A grantmaking organization must seek to make an equivalency determination of a foreign grantee prior to making any distributions to that grantee. A grantmaking organization may rely on the QTP’s written advice and equivalency determination for up to two of the grantee’s consecutive tax periods, however. Thus, repeated grants from the same grantmaking organization need not require a subsequent equivalency determination during that period.
This two-year reliance period is one of the key benefits of an equivalency determination. When a private foundation or DAF exercises expenditure responsibility (the alternative option), the grantor is required to undertake additional administrative burdens to continually monitor the use of the funds, collect reporting, and document how the funds were properly expended. In some cases, these steps are easy for a grantmaking organization, and they might prefer expenditure responsibility to securing an equivalency determination. However, for organizations granting funds to a significant number of grantees or simply without the staff or administrative support to regularly monitor and oversee the grant projects with a single grantee, the equivalency determination process might be the best tool for optimal tax compliance.
 Donor advised funds are a special fundraising or giving tool which enables a public charity under Internal Revenue Code section 501(c)(3) and 509(a)(1) to receive gifts from a donor, which are separately accounted for and over which the donor is permitted to have limited advisory privileges as to how the funds will be used to further charitable, educational, or religious purposes. The funds, known as DAFs, are under the full control and discretion of the public charity. Consequently, the charity that is serving as the sponsor of the DAFs is subject to heightened federal tax rules to ensure that the funds are properly used to support other public charities. The rules in many ways mirror those imposed on private foundations.

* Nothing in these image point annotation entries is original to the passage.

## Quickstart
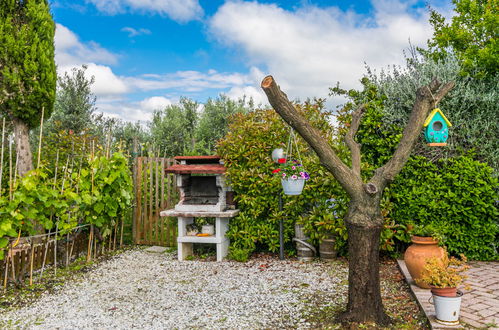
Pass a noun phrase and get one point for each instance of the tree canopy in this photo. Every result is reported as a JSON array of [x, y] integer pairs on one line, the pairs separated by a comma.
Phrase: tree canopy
[[471, 35], [27, 67]]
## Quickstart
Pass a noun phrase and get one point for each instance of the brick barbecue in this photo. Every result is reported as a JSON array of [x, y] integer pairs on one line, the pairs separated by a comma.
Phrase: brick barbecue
[[204, 192], [202, 184]]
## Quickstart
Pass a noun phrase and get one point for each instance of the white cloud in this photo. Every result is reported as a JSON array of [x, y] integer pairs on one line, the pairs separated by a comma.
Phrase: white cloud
[[310, 49], [135, 32], [106, 84], [155, 103], [69, 50], [188, 81], [177, 10]]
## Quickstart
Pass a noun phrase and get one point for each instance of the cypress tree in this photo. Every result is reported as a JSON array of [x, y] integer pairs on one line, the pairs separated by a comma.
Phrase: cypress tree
[[27, 69]]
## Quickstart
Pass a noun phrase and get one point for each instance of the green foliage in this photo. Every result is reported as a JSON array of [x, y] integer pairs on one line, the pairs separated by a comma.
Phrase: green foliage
[[27, 67], [106, 190], [471, 35], [100, 193], [172, 129], [74, 104], [241, 255], [471, 107], [457, 196], [246, 151], [213, 120]]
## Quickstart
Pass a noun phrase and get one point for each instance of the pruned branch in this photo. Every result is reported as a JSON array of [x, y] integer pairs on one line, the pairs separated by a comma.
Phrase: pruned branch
[[279, 101], [426, 98], [350, 141]]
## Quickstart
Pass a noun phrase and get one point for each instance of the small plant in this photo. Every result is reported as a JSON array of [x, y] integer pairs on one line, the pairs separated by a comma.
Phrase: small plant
[[429, 230], [237, 254], [444, 273], [291, 170]]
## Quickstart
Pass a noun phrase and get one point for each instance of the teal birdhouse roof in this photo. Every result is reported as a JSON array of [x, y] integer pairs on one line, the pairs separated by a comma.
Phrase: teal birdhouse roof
[[434, 113]]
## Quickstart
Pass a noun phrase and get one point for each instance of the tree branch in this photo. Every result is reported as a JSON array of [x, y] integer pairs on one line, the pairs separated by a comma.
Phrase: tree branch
[[350, 141], [426, 98], [279, 101]]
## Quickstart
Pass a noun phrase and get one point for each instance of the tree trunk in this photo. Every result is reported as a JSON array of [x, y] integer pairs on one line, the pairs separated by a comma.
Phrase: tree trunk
[[23, 148], [364, 223]]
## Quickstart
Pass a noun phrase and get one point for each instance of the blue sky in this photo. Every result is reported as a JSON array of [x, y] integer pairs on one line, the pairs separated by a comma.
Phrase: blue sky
[[146, 54]]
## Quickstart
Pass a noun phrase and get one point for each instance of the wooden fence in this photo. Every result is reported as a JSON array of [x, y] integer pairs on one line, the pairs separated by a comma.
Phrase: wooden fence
[[35, 254], [154, 191]]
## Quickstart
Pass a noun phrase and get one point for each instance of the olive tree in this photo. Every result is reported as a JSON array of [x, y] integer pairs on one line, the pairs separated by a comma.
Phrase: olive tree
[[363, 220]]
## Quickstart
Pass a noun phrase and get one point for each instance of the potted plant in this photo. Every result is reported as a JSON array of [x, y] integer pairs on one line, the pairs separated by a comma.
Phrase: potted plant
[[293, 176], [425, 245], [444, 277], [191, 230], [206, 225]]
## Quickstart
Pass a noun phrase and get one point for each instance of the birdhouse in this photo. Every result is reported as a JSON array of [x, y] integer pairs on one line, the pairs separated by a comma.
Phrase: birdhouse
[[437, 128]]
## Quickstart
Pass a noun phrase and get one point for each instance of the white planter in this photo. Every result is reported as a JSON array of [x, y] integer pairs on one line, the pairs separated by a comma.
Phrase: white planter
[[208, 229], [447, 309], [292, 187]]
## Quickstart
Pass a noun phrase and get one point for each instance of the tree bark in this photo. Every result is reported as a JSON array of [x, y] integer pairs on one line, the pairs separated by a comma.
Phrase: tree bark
[[23, 148], [364, 224], [364, 220]]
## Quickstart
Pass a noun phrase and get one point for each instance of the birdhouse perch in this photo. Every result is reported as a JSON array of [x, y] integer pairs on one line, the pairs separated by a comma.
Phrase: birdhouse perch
[[437, 129]]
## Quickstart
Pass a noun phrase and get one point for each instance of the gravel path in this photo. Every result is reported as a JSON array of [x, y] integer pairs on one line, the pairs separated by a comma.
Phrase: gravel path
[[143, 290]]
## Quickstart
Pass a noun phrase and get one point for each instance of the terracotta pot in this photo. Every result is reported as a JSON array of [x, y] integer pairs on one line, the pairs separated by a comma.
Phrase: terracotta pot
[[415, 256], [444, 292]]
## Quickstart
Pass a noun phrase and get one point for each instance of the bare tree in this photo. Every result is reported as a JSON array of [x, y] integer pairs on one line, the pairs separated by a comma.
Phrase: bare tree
[[364, 220]]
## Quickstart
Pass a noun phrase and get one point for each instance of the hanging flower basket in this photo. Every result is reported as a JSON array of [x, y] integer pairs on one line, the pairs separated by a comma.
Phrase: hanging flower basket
[[292, 187], [291, 172]]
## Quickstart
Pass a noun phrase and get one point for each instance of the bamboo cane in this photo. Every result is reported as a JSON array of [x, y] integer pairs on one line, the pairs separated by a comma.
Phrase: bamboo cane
[[10, 168], [121, 235], [1, 157], [55, 248], [6, 276], [90, 237], [31, 261], [15, 170], [40, 139], [115, 234], [45, 252]]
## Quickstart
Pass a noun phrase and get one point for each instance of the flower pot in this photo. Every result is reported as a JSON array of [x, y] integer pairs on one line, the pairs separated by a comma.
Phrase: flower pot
[[415, 256], [327, 248], [447, 309], [208, 229], [292, 187], [444, 292], [304, 250]]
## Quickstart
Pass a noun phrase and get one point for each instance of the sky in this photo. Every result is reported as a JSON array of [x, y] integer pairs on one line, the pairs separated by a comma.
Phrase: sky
[[147, 54]]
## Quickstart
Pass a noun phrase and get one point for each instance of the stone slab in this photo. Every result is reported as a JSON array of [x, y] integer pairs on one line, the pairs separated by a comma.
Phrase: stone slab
[[156, 249]]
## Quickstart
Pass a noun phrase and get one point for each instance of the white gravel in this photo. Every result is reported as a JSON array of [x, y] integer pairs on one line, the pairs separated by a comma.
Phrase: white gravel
[[143, 290]]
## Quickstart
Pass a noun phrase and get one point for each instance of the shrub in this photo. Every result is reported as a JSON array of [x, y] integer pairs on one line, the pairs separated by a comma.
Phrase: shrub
[[457, 196], [246, 151]]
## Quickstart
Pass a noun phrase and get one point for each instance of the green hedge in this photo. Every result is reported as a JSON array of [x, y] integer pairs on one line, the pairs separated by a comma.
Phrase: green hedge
[[457, 196]]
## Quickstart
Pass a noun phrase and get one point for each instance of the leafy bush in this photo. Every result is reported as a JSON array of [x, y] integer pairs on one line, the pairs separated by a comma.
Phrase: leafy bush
[[246, 150], [457, 196], [237, 254], [99, 194]]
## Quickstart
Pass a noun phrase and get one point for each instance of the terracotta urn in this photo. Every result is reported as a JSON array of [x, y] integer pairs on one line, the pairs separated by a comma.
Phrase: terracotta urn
[[415, 256]]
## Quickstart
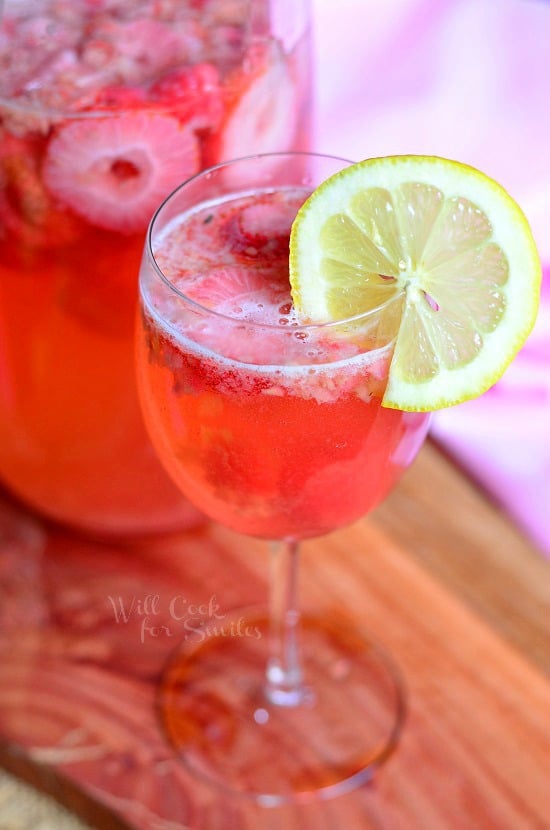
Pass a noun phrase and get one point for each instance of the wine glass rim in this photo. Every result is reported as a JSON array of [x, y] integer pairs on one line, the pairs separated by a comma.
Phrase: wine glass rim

 Code section 4945 imposes a tax on certain taxable expenditures, including amounts paid or incurred: a) to carry on propaganda, or otherwise, to attempt, to influence legislation; b) to influence the outcome of any specific public election, or to carry on any voter registration drive; c) as a grant to an individual for travel, study, or other similar purposes, unless certain requirements related to the provision of scholarships are met; and d) as grants to other organizations unless such organization is (i) a public charity described that receives a substantial part of its support from the general public or program-related revenue, (ii) a supporting organization other than a non-functionally integrated supported organization or a supporting organization controlled by a disqualified person, (iii) an exempt operating private foundation, or (iv) a private foundation exercising expenditure responsibility with respect to such grant. Potential tax penalties can be quite punitive. The tax imposed by section 4945 is equal to 20% of the amount of the taxable expenditure. A tax equal to 5% of the taxable expenditure is also imposed on any foundation manager that knowingly approved such expenditure. If the expenditure is not corrected, Code section 4955 imposes an additional tax equal to 100% of the expenditure on the foundation and another tax equal to 50% of the expenditure is imposed on managers who refuse to agree to all or part of the corrective measures.